Neo4j

If you’re new to Unstructured, read this note first.

Before you can create a destination connector, you must first sign in to your Unstructured account:

If you do not already have an Unstructured account, go to https://unstructured.io/contact and fill out the online form to indicate your interest.
If you already have an Unstructured account, sign in by using the URL of the sign in page that Unstructured provided to you when your Unstructured account was created.
If you do not have this URL, contact Unstructured Sales at sales@unstructured.io.

After you sign in, the Unstructured user interface (UI) appears, which you use to get your Unstructured API key. To learn how, watch this 40-second how-to video.

After you create the destination connector, add it along with a source connector to a workflow. Then run the worklow as a job. To learn how, try out the hands-on Workflow Endpoint quickstart, go directly to the quickstart notebook, or watch the two 4-minute video tutorials for the Unstructured Python SDK.

You can also create destination connectors with the Unstructured user interface (UI). Learn how.

If you need help, reach out to the community on Slack, or contact us directly.

You are now ready to start creating a destination connector! Keep reading to learn how.

Send processed data from Unstructured to Neo4j.
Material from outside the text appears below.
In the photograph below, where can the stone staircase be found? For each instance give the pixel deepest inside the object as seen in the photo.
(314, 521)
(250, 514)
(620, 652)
The requirements are as follows.

A Neo4j deployment.
- For the Unstructured UI or the Unstructured API, local Neo4j deployments are not supported.
- For Unstructured Ingest, local and non-local Neo4j deployments are supported.
The following video shows how to set up a Neo4j Aura deployment:
The username and password for the user who has access to the Neo4j deployment. The default user is typically neo4j.
- For a Neo4j Aura instance, the defaut user’s is typically set when the instance is created.
- For an AWS Marketplace, Microsoft Azure Marketplace, or Google Cloud Marketplace deployment of Neo4j, the default user is typically set during the deployment process.
- For a local Neo4j deployment, you can set the default user’s initial password or recover an admin user and its password.
The connection URI for the Neo4j deployment, which starts with neo4j://, neo4j+s://, bolt://, or bolt+s://; followed by localhost or the host name; and sometimes ending with a colon and the port number (such as :7687). For example:
- For a Neo4j Aura deployment, browse to the target Neo4j instance in the Neo4j Aura account and click Connect > Drivers to get the connection URI, which follows the format neo4j+s://<host-name>. A port number is not used or needed.
- For an AWS Marketplace, Microsoft Azure Marketplace, or Google Cloud Marketplace deployment of Neo4j, see Neo4j on AWS, Neo4j on Azure, or Neo4j on GCP for details about how to get the connection URI.
- For a local Neo4j deployment, the URI is typically bolt://localhost:7687
- For other Neo4j deployment types, see the deployment provider’s documentation.
Learn more.
The name of the target database in the Neo4j deployment. A default Neo4j deployment typically contains two standard databases: one named neo4j for user data and another named system for system data and metadata. Some Neo4j deployment types support more than these two databases per deployment; Neo4j Aura instances do not.
- Create additional databases for a local Neo4j deployment that uses Enterprise Edition; or for Neo4j on AWS, Neo4j on Azure, or Neo4j on GCP deployments.
- Get a list of additional available databases for a local Neo4j deployment that uses Enterprise Edition; or for Neo4j on AWS, Neo4j on Azure, or Neo4j on GCP deployments.

Graph Output

The graph ouput of the Neo4j destination connector is represented in the following diagram:

View the preceding diagram in full-screen mode.

In the preceding diagram:

The Document node represents the source file.
The UnstructuredElement nodes represent the source file’s Unstructured Element objects, before chunking.
The Chunk nodes represent the source file’s Unstructured Element objects, after chunking.
Each UnstructuredElement node has a PART_OF_DOCUMENT relationship with the Document node.
Each Chunk node also has a PART_OF_DOCUMENT relationship with the Document node.
Each UnstructuredElement node has a PART_OF_CHUNK relationship with a Chunk element.
Each Chunk node, except for the “last” Chunk node, has a NEXT_CHUNK relationship with its “next” Chunk node.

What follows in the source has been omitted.